Book of Abstracts: Albany 2003
June 17-21 2003
Slow Kinetics of DNA/single Stranded Binding Protein SSB gp32 Interaction Studied by the Single Molecule DNA Stretching
In this work we offer a fundamentally new approach for the study of slow kinetics of DNA interaction with the ligands that affect its helix/coil equilibrium. The basic idea relies on the phenomenon of the force-induced melting of the single DNA molecule when pulled on the opposite ends (1).
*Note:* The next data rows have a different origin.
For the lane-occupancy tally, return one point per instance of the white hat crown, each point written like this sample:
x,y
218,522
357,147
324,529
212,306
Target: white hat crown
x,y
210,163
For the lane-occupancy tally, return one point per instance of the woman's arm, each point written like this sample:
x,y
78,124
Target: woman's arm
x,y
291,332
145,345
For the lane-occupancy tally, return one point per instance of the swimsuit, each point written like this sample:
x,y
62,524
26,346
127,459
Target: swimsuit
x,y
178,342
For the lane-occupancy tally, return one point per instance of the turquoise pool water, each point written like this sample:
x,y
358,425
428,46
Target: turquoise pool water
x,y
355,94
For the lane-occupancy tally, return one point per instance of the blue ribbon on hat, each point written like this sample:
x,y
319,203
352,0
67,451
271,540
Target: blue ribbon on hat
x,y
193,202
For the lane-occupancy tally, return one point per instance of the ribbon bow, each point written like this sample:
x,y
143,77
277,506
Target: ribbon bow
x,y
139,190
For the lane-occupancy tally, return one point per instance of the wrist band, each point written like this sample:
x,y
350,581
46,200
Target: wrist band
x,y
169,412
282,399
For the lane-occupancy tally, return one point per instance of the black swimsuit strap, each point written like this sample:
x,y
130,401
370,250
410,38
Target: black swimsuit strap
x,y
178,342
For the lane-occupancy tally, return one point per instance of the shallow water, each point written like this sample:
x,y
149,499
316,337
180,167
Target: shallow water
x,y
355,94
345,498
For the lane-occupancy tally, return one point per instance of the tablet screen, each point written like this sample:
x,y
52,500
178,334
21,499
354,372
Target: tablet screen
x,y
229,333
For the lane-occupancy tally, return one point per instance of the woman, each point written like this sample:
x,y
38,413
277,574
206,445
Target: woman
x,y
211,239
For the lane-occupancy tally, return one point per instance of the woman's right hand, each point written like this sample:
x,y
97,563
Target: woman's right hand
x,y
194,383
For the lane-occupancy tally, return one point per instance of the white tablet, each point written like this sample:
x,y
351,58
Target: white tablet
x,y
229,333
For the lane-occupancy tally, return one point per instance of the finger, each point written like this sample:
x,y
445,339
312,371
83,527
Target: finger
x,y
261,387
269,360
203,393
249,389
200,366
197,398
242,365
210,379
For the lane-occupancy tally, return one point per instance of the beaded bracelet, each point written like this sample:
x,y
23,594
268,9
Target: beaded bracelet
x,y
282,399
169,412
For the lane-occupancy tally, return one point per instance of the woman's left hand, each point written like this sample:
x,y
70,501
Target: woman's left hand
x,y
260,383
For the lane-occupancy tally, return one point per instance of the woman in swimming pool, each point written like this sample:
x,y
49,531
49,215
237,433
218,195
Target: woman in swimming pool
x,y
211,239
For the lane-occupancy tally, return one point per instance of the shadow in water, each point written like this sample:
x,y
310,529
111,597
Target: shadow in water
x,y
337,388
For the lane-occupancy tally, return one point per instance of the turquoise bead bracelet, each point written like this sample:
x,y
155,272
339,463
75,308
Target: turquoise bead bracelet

The melting force, fm, is an analog of the DNA melting temperature, that is sensitive to the presence of proteins. The destabilizing effect of several proteins on DNA duplex was successfully characterized before by monitoring changes in fm (2). However the equilibrium melting force is only observed when the protein/ssDNA association is fast. In the opposite case the duplex unwinding force becomes a function of the pulling rate, v. Analysis of this dependence yields kinetic parameters of protein/ss DNA interactions.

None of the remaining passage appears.